ANNs have been used for a wide variety of applications where statistical methods are
traditionally employed. The problems which were normally solved through classical
statistical methods, such as discriminant analysis, logistic regression, Bayes analysis,
multiple regression, and ARIMA time-series models are being tackled by ANNs. It is,
therefore, time to recognize ANN as a powerful tool for data analysis.

Artificial Neural Networks
2

2. Review
Mc-Culloch Pitts (1943) proposed a model of computing elements called Mc-Culloch
Pitts neurons, which performs weighted sum of the inputs to these elements followed by
a threshold logic operation. Combinations of these computing elements were used to
realize several logical computations.

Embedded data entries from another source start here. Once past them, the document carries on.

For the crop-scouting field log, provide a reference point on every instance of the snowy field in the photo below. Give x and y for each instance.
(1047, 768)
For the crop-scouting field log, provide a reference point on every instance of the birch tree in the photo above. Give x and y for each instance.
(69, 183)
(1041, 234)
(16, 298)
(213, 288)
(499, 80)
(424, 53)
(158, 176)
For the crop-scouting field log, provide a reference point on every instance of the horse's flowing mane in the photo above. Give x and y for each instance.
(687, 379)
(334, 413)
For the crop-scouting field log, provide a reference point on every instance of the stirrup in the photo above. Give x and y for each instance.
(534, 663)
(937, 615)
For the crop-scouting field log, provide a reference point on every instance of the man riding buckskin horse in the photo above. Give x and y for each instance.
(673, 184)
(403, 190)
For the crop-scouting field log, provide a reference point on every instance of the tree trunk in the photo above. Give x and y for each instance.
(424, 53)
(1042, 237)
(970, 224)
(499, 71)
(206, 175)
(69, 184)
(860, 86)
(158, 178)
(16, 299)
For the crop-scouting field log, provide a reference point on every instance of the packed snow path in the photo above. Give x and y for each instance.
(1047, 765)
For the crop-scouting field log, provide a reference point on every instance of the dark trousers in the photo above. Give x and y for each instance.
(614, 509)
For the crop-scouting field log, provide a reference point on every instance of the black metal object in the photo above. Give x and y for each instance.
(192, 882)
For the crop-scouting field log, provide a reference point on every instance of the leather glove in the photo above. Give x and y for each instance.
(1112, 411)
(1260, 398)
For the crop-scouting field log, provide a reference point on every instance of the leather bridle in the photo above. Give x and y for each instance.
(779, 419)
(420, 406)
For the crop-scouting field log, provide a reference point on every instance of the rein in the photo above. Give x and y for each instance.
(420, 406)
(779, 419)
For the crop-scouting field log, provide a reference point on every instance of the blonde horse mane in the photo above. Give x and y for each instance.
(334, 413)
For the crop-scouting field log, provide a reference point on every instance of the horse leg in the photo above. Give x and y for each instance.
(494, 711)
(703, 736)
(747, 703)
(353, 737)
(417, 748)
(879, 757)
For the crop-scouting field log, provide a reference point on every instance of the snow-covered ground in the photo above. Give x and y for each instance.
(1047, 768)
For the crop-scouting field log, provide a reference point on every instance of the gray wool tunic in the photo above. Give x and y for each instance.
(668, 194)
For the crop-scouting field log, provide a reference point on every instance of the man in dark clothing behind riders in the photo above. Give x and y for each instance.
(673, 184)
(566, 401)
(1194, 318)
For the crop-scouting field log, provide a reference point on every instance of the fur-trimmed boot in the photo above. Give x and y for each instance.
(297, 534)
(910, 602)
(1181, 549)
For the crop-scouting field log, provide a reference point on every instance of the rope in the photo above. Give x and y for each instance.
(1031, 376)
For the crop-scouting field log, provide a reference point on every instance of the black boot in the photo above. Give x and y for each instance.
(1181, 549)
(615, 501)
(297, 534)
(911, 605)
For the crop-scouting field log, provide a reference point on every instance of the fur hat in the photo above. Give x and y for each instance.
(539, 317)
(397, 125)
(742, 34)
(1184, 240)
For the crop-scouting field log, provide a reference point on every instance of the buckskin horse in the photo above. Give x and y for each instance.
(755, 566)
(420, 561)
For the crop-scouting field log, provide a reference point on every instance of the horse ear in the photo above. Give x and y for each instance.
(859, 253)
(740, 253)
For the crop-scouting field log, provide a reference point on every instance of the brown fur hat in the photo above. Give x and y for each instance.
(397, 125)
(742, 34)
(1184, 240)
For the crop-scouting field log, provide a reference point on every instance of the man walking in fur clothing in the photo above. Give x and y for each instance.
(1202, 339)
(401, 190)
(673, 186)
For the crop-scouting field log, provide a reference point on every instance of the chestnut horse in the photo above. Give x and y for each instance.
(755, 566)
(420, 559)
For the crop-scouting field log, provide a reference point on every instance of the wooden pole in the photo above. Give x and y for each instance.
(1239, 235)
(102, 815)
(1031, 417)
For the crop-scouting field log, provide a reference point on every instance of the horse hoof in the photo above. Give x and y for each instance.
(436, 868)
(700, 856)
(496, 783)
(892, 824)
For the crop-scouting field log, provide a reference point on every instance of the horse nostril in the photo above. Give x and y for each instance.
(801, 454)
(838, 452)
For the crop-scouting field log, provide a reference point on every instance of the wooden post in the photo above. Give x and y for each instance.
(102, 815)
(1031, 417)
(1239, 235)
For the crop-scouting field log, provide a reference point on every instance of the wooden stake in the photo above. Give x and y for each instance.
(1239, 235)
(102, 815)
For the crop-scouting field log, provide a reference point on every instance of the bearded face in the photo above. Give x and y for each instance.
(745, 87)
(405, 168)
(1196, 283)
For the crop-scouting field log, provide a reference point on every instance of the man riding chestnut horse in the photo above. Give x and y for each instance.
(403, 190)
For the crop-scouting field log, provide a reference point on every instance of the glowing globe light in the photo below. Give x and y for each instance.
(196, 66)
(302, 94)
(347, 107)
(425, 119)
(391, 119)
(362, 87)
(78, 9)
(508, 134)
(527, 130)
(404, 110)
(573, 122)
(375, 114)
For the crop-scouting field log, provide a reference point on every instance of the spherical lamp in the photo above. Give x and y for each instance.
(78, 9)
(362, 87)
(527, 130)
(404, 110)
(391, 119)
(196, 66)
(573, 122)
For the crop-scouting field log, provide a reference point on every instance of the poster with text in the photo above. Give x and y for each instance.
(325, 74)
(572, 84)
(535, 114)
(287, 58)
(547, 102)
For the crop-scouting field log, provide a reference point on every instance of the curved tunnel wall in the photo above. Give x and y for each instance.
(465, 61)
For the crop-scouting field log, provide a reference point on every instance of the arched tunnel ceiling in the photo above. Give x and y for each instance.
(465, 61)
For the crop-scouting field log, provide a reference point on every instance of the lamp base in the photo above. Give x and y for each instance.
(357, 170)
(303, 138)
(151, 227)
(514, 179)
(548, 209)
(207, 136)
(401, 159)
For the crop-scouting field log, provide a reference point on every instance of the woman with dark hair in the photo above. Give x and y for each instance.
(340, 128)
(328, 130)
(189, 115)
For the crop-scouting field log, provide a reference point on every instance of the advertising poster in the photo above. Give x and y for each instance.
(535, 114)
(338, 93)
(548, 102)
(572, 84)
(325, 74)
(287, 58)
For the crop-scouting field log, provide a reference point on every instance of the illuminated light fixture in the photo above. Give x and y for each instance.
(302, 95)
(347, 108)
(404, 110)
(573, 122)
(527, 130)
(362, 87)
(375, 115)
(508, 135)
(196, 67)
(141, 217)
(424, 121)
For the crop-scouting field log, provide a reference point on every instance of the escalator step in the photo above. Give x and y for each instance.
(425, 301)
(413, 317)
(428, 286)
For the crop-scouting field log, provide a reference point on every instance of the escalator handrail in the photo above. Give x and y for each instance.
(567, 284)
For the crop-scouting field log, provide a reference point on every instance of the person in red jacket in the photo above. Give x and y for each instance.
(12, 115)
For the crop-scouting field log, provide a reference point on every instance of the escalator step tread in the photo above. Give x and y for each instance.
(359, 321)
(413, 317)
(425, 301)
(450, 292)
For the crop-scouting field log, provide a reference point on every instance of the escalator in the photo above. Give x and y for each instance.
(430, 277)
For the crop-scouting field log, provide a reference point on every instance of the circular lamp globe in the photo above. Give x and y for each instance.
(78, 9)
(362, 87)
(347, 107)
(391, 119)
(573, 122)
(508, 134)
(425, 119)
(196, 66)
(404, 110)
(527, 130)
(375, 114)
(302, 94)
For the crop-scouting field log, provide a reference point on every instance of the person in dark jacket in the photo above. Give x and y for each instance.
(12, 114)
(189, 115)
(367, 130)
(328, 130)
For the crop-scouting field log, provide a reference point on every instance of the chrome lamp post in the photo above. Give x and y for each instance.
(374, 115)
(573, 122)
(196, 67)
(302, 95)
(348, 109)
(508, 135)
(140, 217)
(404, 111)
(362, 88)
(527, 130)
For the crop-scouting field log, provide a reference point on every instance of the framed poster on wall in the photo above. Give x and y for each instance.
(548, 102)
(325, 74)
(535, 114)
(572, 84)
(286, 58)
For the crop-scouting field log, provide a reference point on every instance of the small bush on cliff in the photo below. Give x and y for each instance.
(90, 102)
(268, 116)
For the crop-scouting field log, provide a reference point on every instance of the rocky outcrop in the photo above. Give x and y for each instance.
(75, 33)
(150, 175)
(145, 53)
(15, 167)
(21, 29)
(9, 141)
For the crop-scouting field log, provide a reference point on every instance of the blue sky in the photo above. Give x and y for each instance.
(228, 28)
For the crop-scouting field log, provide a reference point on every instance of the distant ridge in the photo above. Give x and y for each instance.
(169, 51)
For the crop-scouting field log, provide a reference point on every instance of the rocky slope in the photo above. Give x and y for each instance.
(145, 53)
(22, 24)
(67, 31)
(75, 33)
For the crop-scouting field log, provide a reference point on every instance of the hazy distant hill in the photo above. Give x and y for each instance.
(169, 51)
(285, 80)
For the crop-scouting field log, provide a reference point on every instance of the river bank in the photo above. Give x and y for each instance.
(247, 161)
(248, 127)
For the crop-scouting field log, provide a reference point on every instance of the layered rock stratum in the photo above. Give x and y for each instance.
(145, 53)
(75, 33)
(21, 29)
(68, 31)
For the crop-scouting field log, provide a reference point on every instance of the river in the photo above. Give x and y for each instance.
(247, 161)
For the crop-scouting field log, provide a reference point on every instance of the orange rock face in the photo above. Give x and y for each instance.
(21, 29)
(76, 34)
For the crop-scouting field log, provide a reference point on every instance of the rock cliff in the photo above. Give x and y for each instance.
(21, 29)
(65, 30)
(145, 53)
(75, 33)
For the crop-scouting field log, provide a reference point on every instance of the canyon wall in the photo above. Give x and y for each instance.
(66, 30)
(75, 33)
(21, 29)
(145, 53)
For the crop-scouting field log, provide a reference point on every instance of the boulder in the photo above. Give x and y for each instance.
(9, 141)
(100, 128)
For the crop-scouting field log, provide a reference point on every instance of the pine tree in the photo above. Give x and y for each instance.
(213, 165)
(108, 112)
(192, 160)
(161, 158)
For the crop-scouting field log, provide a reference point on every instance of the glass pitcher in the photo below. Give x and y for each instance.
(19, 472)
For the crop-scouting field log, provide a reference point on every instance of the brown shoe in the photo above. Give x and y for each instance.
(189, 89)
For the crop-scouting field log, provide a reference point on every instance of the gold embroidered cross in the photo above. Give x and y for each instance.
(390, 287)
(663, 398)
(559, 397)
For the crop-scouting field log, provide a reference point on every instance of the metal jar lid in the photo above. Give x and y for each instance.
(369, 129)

The main drawback of this model of computation is
that the weights are fixed and hence the models could not learn from examples which is
the main characteristic of the ANN technique which later evolved. Hebb (1949), proposed
a learning scheme for adjusting a connection weight based on pre and post synaptic values
of the variables. Hebbs law became a fundamental learning rule in neuron network
literature. Rosenblatt (1958), proposed the perceptron models, which has weight
adjustable by the perceptron learning law. Widrows and Hoff (1960) and his group
proposed an ADALINE (Adaptive Linear Element) model for computing elements and
LMS (Least Mean Square) learning algorithm to adjust the weights of an ADALINE
model. Hopfield (1982), gave energy analysis of feed back neural networks. The analysis
has shown the existence of stable equilibrium states in a feed back network, provided the
network has symmetrical weights. Rumelhart et al. (1986), showed that it is possible to
adjust the weight of a multilayer feed forward neural network in a systematic way to learn
the implicit mapping in a set of input output patterns pairs. The learning law is called
generalized delta rule or error back propagation. An excellent overview of various aspects
of ANN is provided by Cheng and Titterington (1994) and Warner and Misra (1996).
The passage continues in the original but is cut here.